I really feel that if I had to go home tomorrow, I would have had my money’s worth on this holiday - it has been such a fantastic experience. There are many times when I have compared Spain to other places we have travelled to - there are many similarities but there are also so many differences. We are still not used to having to put up with people smoking wherever we go - we got into the hire car on Thursday and the first thing Al said was “People have smoked in here” - I really appreciate the stance that Australia has taken with people smoking in public places. I truly believe you have to travel before you can fully appreciate what you have at home.

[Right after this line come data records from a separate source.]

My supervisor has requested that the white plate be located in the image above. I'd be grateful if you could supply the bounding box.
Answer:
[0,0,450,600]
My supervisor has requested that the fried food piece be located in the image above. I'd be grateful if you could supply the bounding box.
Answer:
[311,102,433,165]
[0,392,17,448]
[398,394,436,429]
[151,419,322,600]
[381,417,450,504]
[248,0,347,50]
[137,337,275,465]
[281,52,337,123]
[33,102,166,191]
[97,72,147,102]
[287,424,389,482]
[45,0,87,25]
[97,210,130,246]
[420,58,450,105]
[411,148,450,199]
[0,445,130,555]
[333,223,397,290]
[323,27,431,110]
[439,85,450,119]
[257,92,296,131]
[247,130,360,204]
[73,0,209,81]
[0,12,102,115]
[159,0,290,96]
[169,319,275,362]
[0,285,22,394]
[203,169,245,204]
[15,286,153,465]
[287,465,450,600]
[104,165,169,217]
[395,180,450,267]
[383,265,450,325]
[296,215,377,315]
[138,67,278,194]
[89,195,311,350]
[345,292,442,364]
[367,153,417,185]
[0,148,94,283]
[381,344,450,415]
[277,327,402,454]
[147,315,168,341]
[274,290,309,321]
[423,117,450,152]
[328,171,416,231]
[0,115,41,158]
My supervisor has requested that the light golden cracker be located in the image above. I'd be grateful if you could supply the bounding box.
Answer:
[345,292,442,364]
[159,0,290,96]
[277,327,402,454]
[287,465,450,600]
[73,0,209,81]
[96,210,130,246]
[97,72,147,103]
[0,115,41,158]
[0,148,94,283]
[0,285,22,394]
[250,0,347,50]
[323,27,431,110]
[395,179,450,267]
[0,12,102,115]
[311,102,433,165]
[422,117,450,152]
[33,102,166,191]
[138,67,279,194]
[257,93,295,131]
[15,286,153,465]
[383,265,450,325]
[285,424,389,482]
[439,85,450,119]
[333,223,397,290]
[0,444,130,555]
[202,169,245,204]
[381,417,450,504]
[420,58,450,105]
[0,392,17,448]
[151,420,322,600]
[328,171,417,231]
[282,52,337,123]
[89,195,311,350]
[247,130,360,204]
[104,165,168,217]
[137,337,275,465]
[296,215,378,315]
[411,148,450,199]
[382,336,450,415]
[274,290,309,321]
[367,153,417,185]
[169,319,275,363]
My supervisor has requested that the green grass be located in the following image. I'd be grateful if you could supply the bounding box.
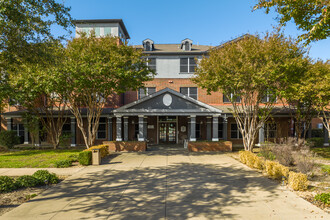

I would also like to have some down time - this past week has been totally exhausting. Between the long flights over - 3 days of jumping on and off buses - together with all the walking we have done - plus with Al not used to the roads and not knowing where we are going, I haven’t been able to do my usual ‘get in the car and 20 mins later I’m asleep’ trick as it wouldn’t be fair to leave him to try to navigate it all by himself. I guess I could sit in the back and leave Kaitlin in the front except she has been sleeping a lot of the time in the back herself !!!!!! I would rather she slept and didn’t turn into Miss CrankyPants than I slept and make us both have to live with her !!!!

It is now 1.10am and if I am going to want to get up tomorrow morning to do another whirlwind walk through Toledo before leaving for Malaga, I had better get to sleep - it should be a fun night as not only are we in a double bed (we are used to a king size bed) - we only have one looooooooooooooooooong pillow to share between us (instead of our usual 4) !!!!